Kita pernah berjalan dibawah langit malam dengan sinar bulan penuh seperti malam ini. Tepat setahun lalu. Tepat bulan ini. Dan pada malam bulan purnama juga kita melalui tiap meter jalanan disana. Tapi mungkin dia sudah lupa.
Tanganku mulai kaku untuk merangkai apapun tentang kami dulu, mungkin itu semua karna aku sudah lelah dengan kesabaranku. Aku melihatnya selalu menjadi bagian pandanganku setiap harinya. Bahkan pribahasa roda pasti berputar itu juga berlaku untuk perasaan yang tak sadar kapan bertumbuhnya.
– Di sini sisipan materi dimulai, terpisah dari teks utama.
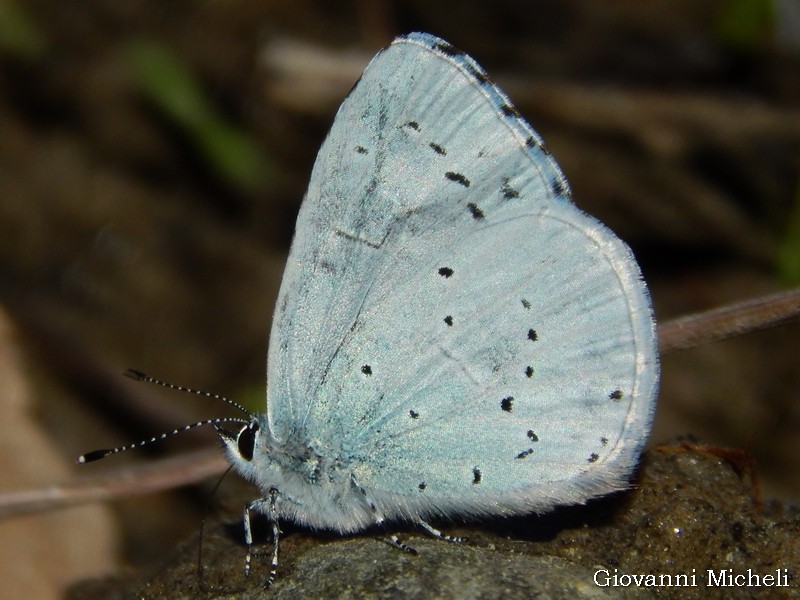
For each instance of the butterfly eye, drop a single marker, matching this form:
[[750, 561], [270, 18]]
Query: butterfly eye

Ya. Dan kini aku sedang berada dibawah sekali. Dan sakit sekali. Tetapi sekarang semua sudah menjadi biasa dan bisa ku atasi. Dengan liar dia sudah menebarkan apa yang akan ditumbuhkannya.
 Jika kau sempat untuk melihatnya, ku mohon lihatlah sebentar saja langit malam ini.
Disana sedang bersinar terang bulan yang bulat penuh,
Lingkarannya seolah menjebakku, seperti lingkaran yang aku rasakan,
Berjalan hanya pada bulatnya saja tetapi keindahannya selalu terpancar.
Lingkaran itu lah jalanku, tak berujung, tak tau kapan pula akan berhenti,
Yang aku tahu hanya berjalan dilingkaran itu.
Sangat tidak menguntungkan bagi mereka yang berfikir dengan logika.
Tapi kali ini aku dirajai perasaanku.
 Hingga aku sulit untuk menghentikan langkahku yang semakin ringan untuk melangkah terus, dan terus lagi.
Tapi selayaknya bulan yang memiliki lingkran penuh, dan terlihat keindahan sinar dari lingkaran itu, seperti itu juga yang aku rasakan,
Walau berjalan dialur yang itu-itu saja, tapi aku mampu merasakan keindahan.
"Bahkan kebosananku adalah keindahan itu."
Jejak kakiku sudah menebal dijalan itu, belum aku tinggalkan, tetapi malah semakin kuperjelas lagi. Bahkan ketika kau sudah meninggalkan jejak dan kenanganmu dilingkaran ini, aku masih berusaha menunggu. Hingga aku mungkin telah merasa bosan. Lalu mencoba melepaskan perlahan apa yang secara tidak langsung kau minta untuk aku jaga dulu. Aku tak ingin menjadi pengganggu pikiran sibukmu. Dengan segala hal yang tertumpuk dimeja kerjamu. Dengan segala jadwal yang tersusun didinding kamarmu. Maka aku akan mengurangi sedikit beban pikiranmu. Agar tidak merasa bersalah. Agar tidak merasa berhutang. Maka ketika perlahan langkahmu menjauh, dan ketika itu pula perlahan perasaanmu memudar. Aku sudah paham maksudmu. 

Aku serahkan semuanya pada alam yang dipakai Tuhan untuk mempertemukan kita, dan biarlah alam pula yang dipakai untuk memisahkan kita. Setidaknya aku mengerti kekuatan cinta didalam doa, dan keindahan mencintai melalui getar nada doa yang kuciptakan.